I stopped on the third step, looking back at him standing in our mess of a kitchen. "You know what? That's the problem. You think me feeling forgotten is overreacting. I think I've run out of words at this point. I honestly don't know how else to help you understand. And I can't figure out why I have to try so hard. I can't for the life of me figure out how in fifteen minutes of arguing, you haven't even apologized. Not even once."  

"I'm sorry Felicity."

"Don't bother. It's not much of an apology at this point. It's merely a response to another time I had to remind you to remember me. Do me a favor Caden. My birthday is in four days. Tell me how old I'll be."

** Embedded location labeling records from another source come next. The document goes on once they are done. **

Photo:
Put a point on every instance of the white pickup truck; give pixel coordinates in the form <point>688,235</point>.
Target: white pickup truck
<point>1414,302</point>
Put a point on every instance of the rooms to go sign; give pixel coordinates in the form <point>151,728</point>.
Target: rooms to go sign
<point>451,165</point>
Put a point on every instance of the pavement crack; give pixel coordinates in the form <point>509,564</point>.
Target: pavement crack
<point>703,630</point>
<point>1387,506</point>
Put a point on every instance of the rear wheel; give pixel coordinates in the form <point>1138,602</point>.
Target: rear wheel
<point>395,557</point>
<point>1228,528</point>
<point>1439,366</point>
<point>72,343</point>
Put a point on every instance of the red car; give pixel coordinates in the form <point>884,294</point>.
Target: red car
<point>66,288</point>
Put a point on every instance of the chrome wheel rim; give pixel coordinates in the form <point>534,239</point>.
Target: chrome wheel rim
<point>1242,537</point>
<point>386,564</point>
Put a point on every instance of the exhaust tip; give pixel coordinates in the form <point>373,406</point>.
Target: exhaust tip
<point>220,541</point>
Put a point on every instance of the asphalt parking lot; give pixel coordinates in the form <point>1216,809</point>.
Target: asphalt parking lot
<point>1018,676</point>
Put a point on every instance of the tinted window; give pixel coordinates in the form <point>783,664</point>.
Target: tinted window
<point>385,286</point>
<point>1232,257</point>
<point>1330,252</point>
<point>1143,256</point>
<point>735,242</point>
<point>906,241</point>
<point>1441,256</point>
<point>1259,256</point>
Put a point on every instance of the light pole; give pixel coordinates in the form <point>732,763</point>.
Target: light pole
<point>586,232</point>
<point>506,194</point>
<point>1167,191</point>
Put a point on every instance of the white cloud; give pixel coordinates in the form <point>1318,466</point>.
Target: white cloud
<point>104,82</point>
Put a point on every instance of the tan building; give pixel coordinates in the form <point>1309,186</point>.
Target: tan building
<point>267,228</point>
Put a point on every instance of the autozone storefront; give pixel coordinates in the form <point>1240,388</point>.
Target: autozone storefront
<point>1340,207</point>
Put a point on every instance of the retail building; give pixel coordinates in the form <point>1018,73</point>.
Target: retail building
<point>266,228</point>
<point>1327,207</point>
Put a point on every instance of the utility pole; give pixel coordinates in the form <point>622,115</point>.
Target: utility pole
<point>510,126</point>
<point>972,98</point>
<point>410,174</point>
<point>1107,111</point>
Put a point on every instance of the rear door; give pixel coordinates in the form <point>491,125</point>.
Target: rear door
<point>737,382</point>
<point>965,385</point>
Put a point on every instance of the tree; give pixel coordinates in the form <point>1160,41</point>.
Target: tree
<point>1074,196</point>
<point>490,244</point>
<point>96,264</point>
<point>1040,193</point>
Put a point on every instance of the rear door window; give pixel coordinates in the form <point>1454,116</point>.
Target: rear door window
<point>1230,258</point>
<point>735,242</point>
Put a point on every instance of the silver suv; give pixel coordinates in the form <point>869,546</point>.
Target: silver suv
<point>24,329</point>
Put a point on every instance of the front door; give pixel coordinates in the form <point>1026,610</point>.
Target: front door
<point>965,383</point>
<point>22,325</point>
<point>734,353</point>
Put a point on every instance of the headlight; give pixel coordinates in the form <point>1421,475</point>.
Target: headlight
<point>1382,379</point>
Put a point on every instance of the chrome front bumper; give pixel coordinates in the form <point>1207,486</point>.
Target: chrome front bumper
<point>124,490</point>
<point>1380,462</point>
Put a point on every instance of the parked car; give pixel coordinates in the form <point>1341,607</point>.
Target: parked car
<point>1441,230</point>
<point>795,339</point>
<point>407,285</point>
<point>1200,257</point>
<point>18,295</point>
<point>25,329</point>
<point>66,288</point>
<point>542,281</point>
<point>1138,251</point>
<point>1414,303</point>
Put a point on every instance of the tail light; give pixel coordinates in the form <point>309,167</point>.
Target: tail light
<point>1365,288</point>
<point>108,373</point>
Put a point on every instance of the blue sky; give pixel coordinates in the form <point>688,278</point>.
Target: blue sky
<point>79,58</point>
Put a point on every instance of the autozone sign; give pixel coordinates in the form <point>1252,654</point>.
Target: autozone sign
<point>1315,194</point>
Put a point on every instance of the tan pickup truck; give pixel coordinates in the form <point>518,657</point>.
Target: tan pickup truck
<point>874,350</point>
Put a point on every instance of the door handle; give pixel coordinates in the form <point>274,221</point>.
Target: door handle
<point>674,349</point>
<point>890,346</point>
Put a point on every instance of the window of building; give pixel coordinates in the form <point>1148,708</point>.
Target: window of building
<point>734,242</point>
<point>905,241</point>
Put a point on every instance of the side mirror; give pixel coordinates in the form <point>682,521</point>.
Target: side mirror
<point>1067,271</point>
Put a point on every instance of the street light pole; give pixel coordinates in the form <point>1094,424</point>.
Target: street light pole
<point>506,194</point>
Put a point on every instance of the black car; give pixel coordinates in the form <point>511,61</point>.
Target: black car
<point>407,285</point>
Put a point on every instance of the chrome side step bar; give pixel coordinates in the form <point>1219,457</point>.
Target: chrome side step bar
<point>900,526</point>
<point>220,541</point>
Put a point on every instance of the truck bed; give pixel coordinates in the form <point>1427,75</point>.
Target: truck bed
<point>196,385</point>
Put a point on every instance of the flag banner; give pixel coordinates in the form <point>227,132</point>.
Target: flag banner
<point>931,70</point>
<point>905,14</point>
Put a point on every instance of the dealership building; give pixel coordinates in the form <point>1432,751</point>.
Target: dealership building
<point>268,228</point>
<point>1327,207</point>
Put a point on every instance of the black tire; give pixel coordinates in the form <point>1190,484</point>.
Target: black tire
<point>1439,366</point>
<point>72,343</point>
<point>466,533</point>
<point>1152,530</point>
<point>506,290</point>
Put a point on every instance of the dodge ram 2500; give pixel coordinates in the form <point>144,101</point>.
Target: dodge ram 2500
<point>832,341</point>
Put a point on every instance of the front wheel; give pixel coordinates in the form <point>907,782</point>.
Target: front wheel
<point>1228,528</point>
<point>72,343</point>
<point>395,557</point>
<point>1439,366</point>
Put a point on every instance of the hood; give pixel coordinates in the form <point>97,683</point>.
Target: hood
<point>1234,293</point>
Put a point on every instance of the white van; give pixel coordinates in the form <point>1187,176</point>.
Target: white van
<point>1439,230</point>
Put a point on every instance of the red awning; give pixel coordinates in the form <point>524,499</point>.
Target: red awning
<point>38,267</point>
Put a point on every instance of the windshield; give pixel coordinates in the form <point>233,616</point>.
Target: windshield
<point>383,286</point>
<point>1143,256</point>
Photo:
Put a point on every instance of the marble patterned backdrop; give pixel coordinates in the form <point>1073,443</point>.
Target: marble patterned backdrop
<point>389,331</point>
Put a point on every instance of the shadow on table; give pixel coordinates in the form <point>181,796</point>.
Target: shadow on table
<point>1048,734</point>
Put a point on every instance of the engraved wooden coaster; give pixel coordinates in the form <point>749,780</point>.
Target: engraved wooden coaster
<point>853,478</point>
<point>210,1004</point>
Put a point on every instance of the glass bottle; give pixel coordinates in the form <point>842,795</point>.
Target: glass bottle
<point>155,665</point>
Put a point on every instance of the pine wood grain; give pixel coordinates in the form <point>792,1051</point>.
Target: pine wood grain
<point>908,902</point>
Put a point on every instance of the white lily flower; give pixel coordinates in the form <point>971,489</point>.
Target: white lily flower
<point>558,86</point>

The silence stretched between us. His mouth opened, closed, opened again. Nothing. "Of course I know how old you'll be. It's insulting you'd even ask."

"Forty," I said with a sigh. "I'll be forty. Can you make sure you tell Lauren how it's a milestone birthday?" With as much sarcasm as I could muster up, I continued, "that way, when she goes out to panic-buy whatever she has to pick for my birthday this year, she'll get me something just super great." 

I climbed the stairs, each step heavier than the last. I heard him call my name. But I didn't turn back.

There was nothing else to say tonight. I looked around the guest room. Cold and impersonal. I sat on the bed and just let the tears fall. It wasn't about the purse. It had never been about the purse. It was about being invisible in my own marriage, about watching my husband bend over backward for everyone except me.